Like Kingston, some aresa of Montego Bay are known to be dangerous, so plan a city trip carefully and avoid any known crime spots.
Take a trip on a bamboo raft
Jamaica’s answer to the gondola trips of Venice is an even more relaxing affair. These trips take place on long bamboo rafts, with two or three people at a time taken along the waters of the Rio Grande or Martha Brae River by a local guide, floating through thick rainforest and green tunnels before stopping off for optional wild swims.
Tours set off from ‘Rafter’s Village’, a horseshoe-shaped island near the town of Falmouth on the northern coast, and start from around $99 USD (£77) for a two-person trip.
Try some local delicacies
Like many other Caribbean islands, Jamaica has taken influences from several countries and regions to produce the cuisine that is seen on the island today. African, Asian and European touches have mixed with native ingredients (and those introduced from elsewhere) to produce a culinary scene as varied and unique as anywhere in the region.
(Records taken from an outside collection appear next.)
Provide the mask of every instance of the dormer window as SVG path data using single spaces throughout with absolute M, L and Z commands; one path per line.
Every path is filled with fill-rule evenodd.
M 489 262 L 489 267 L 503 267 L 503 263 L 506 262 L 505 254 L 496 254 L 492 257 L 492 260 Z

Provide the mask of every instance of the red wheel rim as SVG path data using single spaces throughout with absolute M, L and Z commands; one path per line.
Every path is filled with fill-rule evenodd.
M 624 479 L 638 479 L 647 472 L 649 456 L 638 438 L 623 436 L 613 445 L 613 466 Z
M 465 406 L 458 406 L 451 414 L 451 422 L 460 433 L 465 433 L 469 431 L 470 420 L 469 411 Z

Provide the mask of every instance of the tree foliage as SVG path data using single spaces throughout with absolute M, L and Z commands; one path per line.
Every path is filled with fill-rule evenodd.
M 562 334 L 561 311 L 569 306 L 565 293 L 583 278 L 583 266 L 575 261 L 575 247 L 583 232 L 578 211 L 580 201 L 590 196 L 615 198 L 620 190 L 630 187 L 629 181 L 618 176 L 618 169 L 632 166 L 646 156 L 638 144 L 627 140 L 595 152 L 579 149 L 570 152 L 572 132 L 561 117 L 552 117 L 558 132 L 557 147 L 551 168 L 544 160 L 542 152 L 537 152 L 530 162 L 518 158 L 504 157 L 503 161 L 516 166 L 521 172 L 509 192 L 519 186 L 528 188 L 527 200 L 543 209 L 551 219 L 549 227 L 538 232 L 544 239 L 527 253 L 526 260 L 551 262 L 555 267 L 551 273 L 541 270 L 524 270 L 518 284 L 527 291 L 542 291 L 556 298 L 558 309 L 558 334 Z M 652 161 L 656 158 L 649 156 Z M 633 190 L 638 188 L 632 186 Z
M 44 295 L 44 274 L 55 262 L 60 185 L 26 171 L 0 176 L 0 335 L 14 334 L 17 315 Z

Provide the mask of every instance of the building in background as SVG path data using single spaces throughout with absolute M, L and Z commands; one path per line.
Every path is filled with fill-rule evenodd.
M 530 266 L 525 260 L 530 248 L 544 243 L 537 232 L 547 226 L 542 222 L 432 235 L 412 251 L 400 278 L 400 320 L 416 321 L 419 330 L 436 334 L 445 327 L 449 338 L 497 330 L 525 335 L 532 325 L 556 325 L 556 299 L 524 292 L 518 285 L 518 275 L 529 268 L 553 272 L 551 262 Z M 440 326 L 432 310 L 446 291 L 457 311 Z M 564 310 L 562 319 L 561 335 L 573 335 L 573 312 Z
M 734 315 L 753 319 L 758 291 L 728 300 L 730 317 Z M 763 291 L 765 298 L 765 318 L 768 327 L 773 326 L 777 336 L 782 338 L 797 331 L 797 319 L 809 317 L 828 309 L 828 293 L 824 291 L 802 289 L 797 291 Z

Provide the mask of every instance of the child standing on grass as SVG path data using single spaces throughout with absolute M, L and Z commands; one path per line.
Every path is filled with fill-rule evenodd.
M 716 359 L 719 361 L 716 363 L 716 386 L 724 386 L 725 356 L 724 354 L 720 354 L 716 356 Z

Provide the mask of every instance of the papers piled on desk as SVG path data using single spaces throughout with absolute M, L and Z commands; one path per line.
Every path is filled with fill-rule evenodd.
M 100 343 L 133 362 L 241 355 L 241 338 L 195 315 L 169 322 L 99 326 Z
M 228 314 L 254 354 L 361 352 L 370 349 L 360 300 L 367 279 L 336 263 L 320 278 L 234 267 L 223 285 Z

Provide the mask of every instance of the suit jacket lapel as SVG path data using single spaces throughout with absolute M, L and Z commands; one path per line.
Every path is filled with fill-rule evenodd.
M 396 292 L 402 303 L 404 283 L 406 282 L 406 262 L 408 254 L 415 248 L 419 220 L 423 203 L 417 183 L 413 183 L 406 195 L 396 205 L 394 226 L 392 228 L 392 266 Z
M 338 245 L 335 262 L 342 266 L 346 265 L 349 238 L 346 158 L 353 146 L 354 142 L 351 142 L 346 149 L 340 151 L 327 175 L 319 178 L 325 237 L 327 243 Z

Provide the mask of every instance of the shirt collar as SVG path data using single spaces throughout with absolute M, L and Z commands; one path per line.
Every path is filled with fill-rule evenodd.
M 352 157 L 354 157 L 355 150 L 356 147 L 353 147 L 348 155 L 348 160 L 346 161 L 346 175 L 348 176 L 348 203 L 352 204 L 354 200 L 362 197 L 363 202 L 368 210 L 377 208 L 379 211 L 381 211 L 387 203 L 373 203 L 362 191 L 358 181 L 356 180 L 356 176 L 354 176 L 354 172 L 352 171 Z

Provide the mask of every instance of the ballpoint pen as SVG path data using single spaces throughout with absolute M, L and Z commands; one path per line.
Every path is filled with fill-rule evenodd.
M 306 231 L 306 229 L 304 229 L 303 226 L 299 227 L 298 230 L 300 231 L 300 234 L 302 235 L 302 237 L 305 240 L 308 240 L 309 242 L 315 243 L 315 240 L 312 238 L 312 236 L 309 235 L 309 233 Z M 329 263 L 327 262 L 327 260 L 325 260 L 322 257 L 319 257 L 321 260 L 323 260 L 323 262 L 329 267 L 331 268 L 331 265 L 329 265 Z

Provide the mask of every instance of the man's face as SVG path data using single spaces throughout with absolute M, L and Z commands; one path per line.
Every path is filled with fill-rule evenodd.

Popular dishes on the island include curry goat, ackee and saltfish (a local fruit prepared with salted codfish) and variations of jerk pork (slow-cooked pork marinated in chilies, thyme, allspice and garlic), with street food dishes such as beef patties (almost like a Jamaican version of Cornish pasties) and fried dumplings also found throughout the country, from street food vendors to restaurants. Rum is the alcoholic drink of choice here, and some of the best can be sampled with a tour of the Hampden Great House Estate.
Ascend Blue Mountain Peak
Blue Mountain Peak is Jamaica’s tallest mountain, standing at an impressive 2,256 metres tall. The ‘classic’ trail to the summit covers almost six miles over the course of around four hours – though some routes cover up to 10 miles – with many choosing to set off in the night to catch the sunrise at around 6am (a stay at Whitfield Hall allows you a later start time). Along the way you’ll pass through dense jungle vegetation that turns to pine trees and evergreens as the altitude increases, eventually giving way to a clear view the misty hills as the sun comes up.